To solve this, let's follow the row operation given:

1. Matrix and Row Operation:

   • Original matrix: 1 & 6 & 6 \\ 6 & 8 & -5 \\ -7 & 5 & -8 \end{bmatrix}$$
   • The row operation to perform is: Replace $R_2$ by $-6 \cdot R_1 + R_2$.

2. Applying $-6 \cdot R_1$:

   • $-6 \cdot R_1 = \begin{bmatrix} -6 & -36 & -36 \end{bmatrix}$.

3. Adding $-6 \cdot R_1$ to $R_2$:

   • $R_2 = \begin{bmatrix} 6 & 8 & -5 \end{bmatrix}$
   • Compute each element in $R_2$ by adding the corresponding element in $-6 \cdot R_1$:
     • First element: $6 + (-6) = 0$
     • Second element: $8 + (-36) = -28$
     • Third element: $-5 + (-36) = -41$

   So, the new $R_2$ row becomes $\begin{bmatrix} 0 & -28 & -41 \end{bmatrix}$.

4. Resulting Matrix:

   • The matrix after performing the row operation is: 1 & 6 & 6 \\ 0 & -28 & -41 \\ -7 & 5 & -8 \end{bmatrix}$$

   Now, you can fill in the missing values in the answer boxes as follows:

   • Second row: $0, -28, -41$
   • Third row remains: $-7, 5, -8$

Would you like a further breakdown or have any questions?

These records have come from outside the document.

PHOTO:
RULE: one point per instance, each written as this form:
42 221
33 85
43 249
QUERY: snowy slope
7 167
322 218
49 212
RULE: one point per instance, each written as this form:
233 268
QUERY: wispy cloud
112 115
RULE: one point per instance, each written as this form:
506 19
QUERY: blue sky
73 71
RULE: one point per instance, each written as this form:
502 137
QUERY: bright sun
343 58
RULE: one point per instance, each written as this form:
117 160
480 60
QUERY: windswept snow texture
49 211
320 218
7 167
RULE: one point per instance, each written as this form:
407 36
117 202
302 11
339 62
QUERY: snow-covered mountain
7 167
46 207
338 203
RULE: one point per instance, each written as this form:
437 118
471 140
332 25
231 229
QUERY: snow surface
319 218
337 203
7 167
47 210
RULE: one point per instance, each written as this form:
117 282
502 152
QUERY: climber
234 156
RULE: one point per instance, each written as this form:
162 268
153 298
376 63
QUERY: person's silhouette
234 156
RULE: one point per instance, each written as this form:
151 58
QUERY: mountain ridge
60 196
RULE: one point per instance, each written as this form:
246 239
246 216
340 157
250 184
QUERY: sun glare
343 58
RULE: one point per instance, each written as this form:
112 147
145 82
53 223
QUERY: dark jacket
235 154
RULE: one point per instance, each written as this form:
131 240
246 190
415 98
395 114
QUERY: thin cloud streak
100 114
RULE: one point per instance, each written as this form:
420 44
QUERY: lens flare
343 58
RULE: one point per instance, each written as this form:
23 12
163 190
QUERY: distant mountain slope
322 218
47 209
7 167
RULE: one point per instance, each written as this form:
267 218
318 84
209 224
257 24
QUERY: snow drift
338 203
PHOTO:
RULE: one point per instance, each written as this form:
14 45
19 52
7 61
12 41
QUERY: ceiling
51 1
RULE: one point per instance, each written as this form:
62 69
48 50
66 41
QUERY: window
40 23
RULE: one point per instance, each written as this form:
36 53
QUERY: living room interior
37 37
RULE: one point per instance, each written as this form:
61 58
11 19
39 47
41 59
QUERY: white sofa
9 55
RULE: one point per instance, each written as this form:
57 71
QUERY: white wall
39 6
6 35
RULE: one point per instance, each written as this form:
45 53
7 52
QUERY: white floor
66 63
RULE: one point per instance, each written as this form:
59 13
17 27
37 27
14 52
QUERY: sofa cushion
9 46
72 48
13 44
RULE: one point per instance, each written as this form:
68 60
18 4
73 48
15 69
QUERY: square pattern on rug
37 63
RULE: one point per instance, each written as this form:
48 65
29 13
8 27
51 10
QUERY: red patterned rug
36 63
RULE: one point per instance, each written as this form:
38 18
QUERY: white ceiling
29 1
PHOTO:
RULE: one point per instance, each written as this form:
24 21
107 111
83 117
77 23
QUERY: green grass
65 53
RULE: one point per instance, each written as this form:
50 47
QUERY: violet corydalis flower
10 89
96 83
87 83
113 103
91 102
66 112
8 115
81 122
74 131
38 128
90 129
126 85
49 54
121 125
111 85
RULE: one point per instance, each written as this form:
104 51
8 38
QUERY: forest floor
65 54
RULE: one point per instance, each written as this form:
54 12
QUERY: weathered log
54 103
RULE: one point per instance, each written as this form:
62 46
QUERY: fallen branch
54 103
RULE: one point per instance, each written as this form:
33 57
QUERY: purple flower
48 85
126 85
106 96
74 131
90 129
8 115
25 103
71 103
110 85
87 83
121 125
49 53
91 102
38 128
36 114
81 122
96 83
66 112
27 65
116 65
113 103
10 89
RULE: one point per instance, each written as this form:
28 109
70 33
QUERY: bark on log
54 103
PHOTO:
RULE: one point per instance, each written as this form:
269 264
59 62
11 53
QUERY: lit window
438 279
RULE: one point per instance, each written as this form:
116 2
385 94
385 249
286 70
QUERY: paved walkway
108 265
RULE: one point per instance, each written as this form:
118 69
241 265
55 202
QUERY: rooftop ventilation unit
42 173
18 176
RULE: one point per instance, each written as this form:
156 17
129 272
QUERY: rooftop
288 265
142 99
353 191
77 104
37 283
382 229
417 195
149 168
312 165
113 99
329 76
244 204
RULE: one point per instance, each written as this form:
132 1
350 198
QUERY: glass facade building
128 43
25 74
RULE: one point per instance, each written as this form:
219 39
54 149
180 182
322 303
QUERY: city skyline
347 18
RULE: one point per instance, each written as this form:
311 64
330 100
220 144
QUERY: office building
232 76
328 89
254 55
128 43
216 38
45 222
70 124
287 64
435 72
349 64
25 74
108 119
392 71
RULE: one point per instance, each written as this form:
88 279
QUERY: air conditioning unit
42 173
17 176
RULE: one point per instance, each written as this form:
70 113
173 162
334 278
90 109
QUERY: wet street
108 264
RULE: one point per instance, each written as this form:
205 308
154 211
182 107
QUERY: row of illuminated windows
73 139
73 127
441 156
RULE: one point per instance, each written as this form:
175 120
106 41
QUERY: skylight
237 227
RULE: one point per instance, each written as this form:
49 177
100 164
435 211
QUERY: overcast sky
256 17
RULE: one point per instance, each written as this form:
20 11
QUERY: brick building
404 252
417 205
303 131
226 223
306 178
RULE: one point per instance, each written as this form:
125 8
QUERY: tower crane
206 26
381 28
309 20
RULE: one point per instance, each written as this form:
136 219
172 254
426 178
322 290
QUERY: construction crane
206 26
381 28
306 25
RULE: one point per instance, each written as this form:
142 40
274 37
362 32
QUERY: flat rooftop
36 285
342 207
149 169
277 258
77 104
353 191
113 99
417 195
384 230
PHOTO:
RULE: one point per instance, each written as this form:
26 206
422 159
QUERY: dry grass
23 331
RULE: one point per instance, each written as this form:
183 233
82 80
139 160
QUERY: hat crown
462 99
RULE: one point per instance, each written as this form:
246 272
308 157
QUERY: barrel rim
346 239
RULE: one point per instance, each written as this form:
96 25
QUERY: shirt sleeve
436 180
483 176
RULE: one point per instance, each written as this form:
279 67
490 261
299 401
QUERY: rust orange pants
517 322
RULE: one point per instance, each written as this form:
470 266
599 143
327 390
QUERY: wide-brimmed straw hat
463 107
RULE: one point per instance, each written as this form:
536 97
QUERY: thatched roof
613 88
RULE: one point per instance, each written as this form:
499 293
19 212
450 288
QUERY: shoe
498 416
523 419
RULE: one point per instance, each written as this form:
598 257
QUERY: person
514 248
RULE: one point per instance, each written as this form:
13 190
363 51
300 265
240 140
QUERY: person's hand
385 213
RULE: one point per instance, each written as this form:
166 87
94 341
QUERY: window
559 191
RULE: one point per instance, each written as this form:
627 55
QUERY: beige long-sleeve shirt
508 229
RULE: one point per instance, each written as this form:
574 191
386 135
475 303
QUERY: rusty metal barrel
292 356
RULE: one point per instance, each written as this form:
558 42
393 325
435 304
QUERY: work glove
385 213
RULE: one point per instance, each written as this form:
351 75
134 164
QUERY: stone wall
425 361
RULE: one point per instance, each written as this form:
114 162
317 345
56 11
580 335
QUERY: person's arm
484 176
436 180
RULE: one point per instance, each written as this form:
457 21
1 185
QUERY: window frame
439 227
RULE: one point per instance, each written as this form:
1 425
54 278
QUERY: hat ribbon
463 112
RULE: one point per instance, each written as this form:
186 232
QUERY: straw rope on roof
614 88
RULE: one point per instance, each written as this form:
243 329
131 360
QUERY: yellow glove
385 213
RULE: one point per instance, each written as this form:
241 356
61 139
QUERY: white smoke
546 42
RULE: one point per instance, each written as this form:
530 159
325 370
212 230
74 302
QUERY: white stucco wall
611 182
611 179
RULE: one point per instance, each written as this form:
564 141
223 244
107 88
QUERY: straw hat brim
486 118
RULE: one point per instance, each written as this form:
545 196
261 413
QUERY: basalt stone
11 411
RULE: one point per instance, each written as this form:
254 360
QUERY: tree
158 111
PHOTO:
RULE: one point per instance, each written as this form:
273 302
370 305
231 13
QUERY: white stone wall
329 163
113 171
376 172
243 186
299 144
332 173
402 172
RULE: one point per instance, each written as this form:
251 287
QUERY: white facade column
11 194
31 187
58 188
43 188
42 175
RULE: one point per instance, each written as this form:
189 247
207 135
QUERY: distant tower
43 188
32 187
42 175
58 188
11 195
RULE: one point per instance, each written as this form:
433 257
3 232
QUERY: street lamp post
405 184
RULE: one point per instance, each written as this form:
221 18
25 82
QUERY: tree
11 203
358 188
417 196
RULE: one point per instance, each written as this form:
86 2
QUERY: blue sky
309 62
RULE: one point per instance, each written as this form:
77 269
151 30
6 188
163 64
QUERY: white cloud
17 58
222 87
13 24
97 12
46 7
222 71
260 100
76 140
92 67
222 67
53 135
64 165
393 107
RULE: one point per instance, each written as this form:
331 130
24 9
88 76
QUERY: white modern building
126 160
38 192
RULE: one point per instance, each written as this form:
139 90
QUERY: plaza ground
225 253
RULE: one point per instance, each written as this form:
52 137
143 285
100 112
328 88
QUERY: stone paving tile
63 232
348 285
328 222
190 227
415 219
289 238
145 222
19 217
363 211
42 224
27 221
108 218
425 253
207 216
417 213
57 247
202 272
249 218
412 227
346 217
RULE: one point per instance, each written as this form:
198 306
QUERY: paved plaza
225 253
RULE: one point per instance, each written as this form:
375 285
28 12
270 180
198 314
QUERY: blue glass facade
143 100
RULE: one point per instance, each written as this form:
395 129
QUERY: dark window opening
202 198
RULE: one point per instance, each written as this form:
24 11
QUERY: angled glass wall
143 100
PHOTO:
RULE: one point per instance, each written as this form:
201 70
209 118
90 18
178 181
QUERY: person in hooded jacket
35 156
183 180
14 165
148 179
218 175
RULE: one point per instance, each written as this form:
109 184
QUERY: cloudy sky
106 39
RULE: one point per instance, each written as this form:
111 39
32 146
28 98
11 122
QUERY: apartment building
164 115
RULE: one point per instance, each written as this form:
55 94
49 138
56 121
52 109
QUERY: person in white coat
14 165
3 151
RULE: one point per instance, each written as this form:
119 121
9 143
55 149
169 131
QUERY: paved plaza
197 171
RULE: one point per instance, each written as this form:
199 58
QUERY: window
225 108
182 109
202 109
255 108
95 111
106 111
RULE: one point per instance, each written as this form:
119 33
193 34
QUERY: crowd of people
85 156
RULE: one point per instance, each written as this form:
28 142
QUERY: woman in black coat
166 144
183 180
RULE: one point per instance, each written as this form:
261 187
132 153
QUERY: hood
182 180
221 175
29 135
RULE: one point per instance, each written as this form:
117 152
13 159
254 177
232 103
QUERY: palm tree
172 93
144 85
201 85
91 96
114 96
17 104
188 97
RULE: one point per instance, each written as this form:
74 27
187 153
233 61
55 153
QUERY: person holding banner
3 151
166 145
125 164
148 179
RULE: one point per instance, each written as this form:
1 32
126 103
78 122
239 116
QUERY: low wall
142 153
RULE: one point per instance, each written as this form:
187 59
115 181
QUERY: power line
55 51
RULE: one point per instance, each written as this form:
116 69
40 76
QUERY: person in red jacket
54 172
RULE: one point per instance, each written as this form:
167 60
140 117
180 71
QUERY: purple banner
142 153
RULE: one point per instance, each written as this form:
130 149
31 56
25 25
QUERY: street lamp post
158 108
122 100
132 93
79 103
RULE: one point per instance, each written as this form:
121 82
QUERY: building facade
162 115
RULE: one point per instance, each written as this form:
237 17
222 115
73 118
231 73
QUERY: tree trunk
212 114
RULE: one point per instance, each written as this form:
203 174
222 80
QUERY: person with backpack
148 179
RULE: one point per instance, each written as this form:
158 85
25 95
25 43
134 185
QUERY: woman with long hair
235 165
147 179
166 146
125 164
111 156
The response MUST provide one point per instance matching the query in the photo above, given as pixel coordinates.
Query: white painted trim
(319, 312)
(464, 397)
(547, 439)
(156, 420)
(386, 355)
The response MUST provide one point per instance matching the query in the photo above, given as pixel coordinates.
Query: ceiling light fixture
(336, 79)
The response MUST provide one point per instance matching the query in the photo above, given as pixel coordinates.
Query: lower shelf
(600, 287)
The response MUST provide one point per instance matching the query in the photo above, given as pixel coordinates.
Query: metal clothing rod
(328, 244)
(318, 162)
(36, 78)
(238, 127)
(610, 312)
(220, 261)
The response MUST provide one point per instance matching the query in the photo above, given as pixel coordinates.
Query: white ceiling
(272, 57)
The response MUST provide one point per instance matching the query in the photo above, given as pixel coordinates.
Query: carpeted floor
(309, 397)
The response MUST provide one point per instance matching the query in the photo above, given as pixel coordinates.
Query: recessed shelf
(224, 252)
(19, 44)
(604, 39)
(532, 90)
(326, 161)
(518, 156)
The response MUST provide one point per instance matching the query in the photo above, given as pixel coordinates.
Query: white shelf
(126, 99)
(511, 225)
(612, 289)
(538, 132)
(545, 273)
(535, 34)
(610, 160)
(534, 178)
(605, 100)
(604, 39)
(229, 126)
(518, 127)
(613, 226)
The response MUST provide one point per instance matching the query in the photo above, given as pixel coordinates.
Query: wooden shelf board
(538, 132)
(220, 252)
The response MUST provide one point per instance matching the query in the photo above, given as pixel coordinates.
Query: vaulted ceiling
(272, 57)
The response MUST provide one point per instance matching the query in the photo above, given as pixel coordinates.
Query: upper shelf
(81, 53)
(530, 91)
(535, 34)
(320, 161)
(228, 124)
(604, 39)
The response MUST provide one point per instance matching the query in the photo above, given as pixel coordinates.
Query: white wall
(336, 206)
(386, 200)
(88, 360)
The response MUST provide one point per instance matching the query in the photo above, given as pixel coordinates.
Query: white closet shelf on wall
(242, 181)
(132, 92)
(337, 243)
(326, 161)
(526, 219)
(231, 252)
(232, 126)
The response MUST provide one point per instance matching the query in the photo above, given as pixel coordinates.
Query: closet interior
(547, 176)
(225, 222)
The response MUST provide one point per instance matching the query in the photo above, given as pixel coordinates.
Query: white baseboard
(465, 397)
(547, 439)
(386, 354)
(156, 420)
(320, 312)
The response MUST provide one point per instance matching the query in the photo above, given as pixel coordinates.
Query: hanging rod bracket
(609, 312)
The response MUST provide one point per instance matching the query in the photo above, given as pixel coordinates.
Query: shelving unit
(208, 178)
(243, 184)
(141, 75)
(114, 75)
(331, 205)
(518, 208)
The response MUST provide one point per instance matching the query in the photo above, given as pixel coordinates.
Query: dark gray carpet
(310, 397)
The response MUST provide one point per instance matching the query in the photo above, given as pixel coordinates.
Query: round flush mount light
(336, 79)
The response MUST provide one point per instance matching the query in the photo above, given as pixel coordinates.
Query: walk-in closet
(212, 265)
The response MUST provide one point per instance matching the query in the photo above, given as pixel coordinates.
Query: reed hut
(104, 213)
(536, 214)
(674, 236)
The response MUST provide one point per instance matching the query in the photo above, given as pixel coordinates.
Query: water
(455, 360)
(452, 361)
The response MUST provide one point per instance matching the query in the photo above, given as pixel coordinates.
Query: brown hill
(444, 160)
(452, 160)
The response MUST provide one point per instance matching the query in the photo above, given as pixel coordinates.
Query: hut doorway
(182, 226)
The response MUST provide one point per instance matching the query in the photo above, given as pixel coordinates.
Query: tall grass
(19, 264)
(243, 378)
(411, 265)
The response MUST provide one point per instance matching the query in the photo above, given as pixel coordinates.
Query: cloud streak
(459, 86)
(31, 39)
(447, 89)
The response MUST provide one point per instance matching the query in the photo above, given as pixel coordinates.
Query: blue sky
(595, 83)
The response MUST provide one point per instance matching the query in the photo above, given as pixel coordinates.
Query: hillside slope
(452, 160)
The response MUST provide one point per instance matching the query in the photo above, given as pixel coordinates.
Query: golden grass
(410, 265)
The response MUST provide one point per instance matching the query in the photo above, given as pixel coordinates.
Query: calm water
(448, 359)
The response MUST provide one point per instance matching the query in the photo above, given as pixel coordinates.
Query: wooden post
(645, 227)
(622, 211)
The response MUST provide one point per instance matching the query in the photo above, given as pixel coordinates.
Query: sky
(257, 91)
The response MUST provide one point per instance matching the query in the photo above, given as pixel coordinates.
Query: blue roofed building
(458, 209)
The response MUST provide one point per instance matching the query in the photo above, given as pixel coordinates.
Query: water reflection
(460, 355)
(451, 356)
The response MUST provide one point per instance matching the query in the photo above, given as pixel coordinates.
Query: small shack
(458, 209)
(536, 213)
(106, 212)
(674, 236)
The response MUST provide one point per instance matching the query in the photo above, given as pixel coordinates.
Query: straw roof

Here are 5 related questions that may help you deepen your understanding:

1. What would happen if we used a different scalar in front of $R_1$ for this row operation?
2. How do row operations affect the determinant of a matrix?
3. Why is the identity matrix unaffected by similar row operations?
4. What is the significance of achieving zeros in matrix row operations?
5. How do row operations contribute to finding the inverse of a matrix?

Tip: When performing row operations, always carefully track signs and addition/subtraction to avoid errors.